We’ve talked about the importance and benefits of children having a strong grasp on literacy here, including some of the negative outcomes associated with low literacy levels in adult life.
In a nutshell, literacy skills are vital and they are about so much more than simply being able to read and write.
The broader perspective of literacy reflects the role it plays in a person’s ability to design, speak and listen in a way that allows them to communicate effectively and make sense of the world.
Being able to read and understand information about health, fill out forms, organise information, follow instructions, understand legal obligations and interpret signs and symbols are skills that rely on having solid foundational abilities in literacy.
Tameika Smith, centre director at Goodstart Oxenford Riversdale Road understands the value of early literacy skills, so when she learned that literacy levels for children entering school in the area were poor, she knew her centre had a central role to play in improving the situation.
“We know that children who start school behind tend to stay behind, so it was obvious to us that we needed to make literacy more of a focus in our centre,” Tameika said.
“Being able to communicate effectively is the key to so many developmental areas for children, with most childhood milestones depending on strong communications skills.”
Tameika and her team decided to develop and trial a dedicated literacy room within the centre, full of resources and equipment that supports literacy development, and 12 months later the concept is in full swing and paying off.
Initially the room was designed to support children in their kindergarten year to help get them ready for school, but it’s now being used by all age groups from toddlers onwards and has proven to be especially effective in helping younger children with speech delay.
Educators in the room use the Jolly Phonics program with children, which is a multi-sensory method that teaches the sounds of letters and letter combinations, the ability to recognise and verbalise these sounds, as well as letter recognition.
The room is also full of other resources geared towards developing skills that support literacy, like:
- Fine motor skills: these are essential for a child to be able to write and are supported by puzzles, manipulation boards, magnet boards, chalk boards and even beanbag balls which are thrown towards targets to develop hand-eye coordination.
- Books: you can never have too many books when it comes to developing literacy!
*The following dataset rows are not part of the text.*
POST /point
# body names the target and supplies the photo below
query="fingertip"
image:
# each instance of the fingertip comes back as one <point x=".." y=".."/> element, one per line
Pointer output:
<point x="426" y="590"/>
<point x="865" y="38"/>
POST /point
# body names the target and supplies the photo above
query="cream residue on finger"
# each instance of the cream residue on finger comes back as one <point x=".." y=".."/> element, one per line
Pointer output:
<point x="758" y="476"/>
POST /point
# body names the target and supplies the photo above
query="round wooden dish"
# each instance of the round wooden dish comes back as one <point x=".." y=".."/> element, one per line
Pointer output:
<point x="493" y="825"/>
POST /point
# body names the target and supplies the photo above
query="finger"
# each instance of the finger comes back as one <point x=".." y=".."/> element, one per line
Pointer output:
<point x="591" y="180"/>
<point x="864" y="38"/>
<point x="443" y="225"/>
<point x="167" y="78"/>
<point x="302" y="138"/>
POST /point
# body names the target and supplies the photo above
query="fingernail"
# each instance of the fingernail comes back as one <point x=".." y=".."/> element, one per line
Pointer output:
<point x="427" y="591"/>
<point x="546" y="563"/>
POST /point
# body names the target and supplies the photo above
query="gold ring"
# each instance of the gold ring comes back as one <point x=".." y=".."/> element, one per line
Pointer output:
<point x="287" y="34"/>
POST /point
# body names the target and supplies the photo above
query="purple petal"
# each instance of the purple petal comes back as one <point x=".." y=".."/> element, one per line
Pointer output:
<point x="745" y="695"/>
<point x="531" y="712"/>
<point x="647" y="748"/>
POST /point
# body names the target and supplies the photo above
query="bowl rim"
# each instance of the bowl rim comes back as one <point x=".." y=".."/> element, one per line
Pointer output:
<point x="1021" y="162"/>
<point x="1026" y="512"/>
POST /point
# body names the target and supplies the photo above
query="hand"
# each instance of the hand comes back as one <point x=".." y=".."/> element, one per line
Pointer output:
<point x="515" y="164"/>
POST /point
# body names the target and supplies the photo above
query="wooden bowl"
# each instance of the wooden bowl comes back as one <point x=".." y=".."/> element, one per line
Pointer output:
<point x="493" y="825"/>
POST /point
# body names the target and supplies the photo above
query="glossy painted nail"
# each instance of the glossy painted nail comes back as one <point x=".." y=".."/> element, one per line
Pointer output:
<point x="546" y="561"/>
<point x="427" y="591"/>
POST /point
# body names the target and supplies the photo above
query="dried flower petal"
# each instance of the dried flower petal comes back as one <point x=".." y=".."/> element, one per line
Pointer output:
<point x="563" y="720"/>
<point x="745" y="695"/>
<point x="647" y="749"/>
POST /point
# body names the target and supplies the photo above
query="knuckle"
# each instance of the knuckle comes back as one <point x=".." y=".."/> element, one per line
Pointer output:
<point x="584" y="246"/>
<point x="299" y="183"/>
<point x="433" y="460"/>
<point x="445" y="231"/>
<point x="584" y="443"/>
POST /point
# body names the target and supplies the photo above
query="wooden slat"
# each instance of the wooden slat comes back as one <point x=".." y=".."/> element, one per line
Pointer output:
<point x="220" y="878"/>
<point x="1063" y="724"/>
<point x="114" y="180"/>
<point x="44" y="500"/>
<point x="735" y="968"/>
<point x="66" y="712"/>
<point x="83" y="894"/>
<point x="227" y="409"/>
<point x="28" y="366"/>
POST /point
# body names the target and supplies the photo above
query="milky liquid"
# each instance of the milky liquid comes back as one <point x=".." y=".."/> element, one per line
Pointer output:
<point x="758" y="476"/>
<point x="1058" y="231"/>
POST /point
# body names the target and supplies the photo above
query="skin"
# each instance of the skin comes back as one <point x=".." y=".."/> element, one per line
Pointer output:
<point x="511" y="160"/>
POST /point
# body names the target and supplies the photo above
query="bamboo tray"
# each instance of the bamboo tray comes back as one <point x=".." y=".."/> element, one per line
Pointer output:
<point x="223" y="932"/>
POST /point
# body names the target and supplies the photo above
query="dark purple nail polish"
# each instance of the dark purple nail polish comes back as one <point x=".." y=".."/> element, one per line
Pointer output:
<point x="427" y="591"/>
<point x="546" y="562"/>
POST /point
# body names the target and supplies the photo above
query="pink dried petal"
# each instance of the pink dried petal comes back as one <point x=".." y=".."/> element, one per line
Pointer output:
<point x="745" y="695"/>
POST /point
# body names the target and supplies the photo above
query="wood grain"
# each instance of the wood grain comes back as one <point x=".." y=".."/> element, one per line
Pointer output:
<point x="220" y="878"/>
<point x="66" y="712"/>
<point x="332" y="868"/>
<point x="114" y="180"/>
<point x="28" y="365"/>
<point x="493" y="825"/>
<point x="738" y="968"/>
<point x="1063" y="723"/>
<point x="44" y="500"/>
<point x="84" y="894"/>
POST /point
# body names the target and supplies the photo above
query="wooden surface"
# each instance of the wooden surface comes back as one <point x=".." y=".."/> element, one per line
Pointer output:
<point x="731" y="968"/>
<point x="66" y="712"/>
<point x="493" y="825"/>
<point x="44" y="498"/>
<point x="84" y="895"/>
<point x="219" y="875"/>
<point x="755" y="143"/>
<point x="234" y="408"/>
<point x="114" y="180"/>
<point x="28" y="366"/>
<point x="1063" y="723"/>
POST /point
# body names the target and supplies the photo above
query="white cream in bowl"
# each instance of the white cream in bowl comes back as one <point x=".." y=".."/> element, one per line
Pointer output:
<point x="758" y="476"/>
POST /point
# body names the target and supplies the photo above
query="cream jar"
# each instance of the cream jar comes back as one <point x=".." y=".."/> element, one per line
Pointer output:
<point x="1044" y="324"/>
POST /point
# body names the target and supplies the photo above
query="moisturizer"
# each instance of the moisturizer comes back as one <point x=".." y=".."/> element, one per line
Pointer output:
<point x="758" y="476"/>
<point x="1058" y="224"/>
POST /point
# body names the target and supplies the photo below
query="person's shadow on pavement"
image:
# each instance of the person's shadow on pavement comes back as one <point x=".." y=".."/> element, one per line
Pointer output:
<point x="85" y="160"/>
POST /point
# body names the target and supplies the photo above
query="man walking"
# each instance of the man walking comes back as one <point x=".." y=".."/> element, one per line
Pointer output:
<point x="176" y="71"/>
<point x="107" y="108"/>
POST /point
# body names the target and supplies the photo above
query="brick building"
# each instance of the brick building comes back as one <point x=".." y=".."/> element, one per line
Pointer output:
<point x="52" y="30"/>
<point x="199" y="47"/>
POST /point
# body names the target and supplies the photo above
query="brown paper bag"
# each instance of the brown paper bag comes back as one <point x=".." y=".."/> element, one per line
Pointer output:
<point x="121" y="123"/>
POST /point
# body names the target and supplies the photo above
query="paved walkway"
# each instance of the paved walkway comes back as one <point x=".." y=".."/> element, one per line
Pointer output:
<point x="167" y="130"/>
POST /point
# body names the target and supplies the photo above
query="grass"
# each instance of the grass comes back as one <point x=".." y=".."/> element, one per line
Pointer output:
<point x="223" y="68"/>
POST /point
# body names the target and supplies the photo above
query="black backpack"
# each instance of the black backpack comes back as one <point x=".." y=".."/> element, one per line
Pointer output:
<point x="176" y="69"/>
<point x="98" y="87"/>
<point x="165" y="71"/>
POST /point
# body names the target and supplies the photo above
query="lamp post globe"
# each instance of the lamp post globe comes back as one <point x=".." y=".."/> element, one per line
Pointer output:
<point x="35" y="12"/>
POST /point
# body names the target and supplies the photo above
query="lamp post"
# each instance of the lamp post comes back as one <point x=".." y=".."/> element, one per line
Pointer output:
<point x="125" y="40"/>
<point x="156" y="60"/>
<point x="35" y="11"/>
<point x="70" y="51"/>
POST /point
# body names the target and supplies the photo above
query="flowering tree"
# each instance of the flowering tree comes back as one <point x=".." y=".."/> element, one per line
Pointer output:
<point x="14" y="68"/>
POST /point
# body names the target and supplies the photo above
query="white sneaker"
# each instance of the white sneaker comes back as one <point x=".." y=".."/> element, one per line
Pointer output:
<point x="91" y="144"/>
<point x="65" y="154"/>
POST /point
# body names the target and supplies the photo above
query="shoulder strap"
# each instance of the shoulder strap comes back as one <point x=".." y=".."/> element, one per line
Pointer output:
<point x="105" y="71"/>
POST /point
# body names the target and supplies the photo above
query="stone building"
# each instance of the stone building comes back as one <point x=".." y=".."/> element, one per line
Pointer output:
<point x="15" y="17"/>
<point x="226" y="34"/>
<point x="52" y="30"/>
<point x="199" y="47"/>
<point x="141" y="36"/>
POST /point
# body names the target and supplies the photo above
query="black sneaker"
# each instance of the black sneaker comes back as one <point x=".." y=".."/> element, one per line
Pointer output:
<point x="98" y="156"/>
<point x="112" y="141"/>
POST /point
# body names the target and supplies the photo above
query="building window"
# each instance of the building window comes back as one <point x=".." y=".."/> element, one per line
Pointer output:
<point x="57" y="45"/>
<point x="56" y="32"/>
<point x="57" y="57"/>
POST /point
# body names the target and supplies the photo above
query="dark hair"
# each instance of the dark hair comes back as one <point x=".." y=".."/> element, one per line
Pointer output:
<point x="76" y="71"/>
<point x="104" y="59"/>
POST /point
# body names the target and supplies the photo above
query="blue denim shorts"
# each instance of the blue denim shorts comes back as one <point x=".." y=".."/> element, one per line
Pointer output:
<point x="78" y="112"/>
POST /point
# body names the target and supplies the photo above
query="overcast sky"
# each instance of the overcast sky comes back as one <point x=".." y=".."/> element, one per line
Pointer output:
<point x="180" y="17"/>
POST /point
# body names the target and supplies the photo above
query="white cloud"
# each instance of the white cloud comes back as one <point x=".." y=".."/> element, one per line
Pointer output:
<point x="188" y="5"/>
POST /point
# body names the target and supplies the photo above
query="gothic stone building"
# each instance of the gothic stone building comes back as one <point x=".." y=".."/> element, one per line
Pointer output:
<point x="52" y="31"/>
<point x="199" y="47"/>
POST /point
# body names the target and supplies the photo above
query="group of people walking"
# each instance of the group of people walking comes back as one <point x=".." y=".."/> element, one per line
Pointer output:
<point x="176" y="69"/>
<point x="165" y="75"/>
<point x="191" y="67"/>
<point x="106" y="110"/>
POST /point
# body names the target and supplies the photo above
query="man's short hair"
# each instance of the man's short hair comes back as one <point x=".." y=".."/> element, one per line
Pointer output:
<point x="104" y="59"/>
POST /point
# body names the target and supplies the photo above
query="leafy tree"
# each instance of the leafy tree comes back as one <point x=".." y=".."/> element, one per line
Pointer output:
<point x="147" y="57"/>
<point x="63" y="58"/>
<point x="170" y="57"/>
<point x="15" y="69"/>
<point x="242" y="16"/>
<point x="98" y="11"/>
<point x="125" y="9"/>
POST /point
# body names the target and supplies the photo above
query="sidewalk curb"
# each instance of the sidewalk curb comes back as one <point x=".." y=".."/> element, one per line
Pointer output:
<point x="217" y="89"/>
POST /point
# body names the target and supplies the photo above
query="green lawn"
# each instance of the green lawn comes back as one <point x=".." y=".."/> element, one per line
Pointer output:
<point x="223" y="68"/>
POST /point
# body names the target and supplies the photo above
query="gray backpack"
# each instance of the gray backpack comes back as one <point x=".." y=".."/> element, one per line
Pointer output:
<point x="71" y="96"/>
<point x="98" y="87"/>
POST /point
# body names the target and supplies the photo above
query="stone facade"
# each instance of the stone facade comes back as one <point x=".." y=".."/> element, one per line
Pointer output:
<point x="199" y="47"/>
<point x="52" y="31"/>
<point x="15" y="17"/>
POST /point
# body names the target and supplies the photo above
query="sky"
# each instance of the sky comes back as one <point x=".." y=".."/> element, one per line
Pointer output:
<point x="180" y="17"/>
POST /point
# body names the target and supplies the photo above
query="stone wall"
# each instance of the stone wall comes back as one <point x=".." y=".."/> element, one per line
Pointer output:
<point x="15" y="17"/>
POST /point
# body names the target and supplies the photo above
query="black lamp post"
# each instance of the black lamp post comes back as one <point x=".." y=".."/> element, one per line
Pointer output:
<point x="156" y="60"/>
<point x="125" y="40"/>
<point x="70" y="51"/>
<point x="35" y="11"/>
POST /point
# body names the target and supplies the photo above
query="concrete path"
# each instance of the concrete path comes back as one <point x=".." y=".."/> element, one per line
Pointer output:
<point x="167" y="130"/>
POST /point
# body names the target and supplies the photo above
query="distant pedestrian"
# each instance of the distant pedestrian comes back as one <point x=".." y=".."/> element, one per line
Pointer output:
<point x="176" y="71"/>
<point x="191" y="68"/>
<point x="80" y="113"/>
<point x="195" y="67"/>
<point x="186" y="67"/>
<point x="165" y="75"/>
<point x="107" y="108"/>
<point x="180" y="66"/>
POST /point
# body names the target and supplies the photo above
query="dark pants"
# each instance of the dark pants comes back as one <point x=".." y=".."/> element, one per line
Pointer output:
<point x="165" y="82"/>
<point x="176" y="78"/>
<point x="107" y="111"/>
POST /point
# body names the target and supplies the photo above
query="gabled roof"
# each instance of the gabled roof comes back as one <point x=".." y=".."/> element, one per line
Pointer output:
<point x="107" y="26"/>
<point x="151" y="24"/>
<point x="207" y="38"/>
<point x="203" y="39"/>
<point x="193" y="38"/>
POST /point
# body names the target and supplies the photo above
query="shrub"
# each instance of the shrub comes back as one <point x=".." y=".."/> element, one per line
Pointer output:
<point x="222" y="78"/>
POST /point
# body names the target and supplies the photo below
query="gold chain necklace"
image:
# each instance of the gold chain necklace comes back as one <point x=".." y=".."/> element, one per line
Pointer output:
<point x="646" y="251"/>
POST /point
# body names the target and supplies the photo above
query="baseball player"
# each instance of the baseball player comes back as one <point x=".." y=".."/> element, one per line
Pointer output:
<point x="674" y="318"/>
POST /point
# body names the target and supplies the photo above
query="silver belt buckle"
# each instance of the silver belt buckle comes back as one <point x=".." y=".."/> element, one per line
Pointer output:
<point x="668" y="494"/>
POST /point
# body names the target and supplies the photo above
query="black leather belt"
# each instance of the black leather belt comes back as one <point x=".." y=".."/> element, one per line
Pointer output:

The range of books on offer are stimulating and fun, and help children relate story themes to pictures, recognise symbols and process visual information.
- Number and letter shapes: these help children to recognise letters and numbers, put them in order, practice naming them and practice sounds.
“It’s all about making books more accessible, for both children and adults. Families are all so busy and we want to make time limitations and convenience less of an issue as we know these factors often limit access to books and reading,” Tameika said.